The sex was good last night, but it wasn’t good enough to keep me for a second night. It’s not enough to keep me running back for more, time and time again. The problem is there is no problem. How are you meant to break up with someone when there’s actually nothing wrong? Because he’s done nothing wrong. I just don’t think we clicked.
He’s just not Jock.
He was manly and forceful, fucking me every which way I could want to have been fucked. There was the quickie on the couch, skirt pushed up to my thighs, cute white lace panties urgently pushed to one side. Those cute white lace panties were slowly and gently pushed inside me later on that night. He slowly and playfully pulled them out of me, inch by torturous inch, bringing me to a dangerously hard orgasm with his powerful tongue at the same time. Add those vibrating nipple clamps I told you about before, and you have a gushing recipe for success. Oooops.
He’s good at what he does and I’m pretty sure that’s what keeps me running back for more. When I’m in his presence, I just want him to be naked, and if we’re not naked, I’m bored. I was bored. We went for cocktails and I was bored. Thankfully dinner distracted us. But then we got back to his and I was bored. I kept willing him to slide his hands down the front of those little cute white lace panties and do that clever thing he does with his fingers, but he didn’t. He did give me a quick taster of what I’d be getting later by licking me through my underwear on his knees in the kitchen though. I would have done anything he wanted right there and then. But he stopped. And we went to watch TV, bored once again.

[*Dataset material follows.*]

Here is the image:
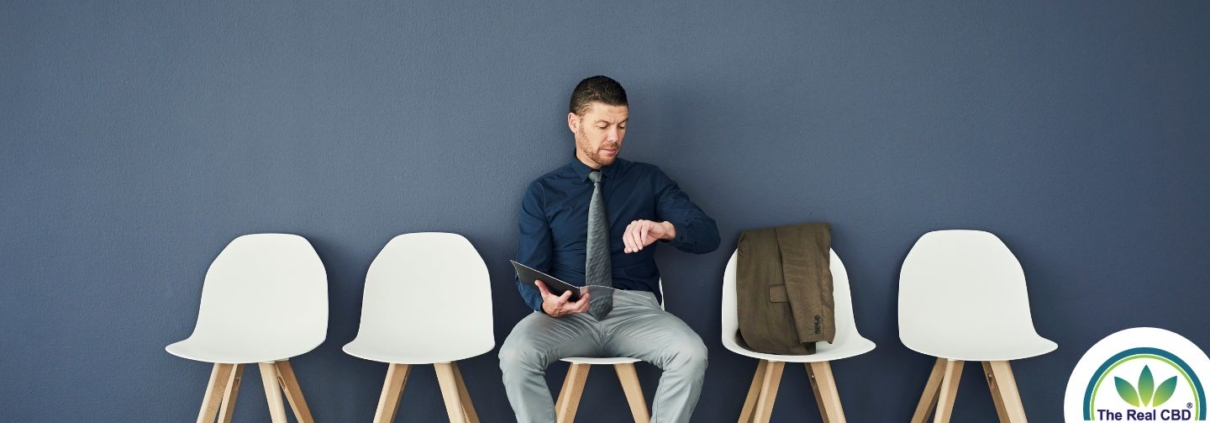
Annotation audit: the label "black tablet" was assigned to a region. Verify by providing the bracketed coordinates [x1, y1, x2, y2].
[509, 260, 580, 301]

At times, he surprises me with lust, passion and a little something new, and I’m sure he’s OK for just now. Then other times, I can’t believe he’s managed to get through life this long with such a small personality. He has the potential to be a much more… Impressive person? I don’t know? It’s like he has all this bang on the outside, riding bikes and wearing leathers, being all dangerous. On the inside though, it’s not all that exciting. Or maybe I’m still just not giving him enough of a chance?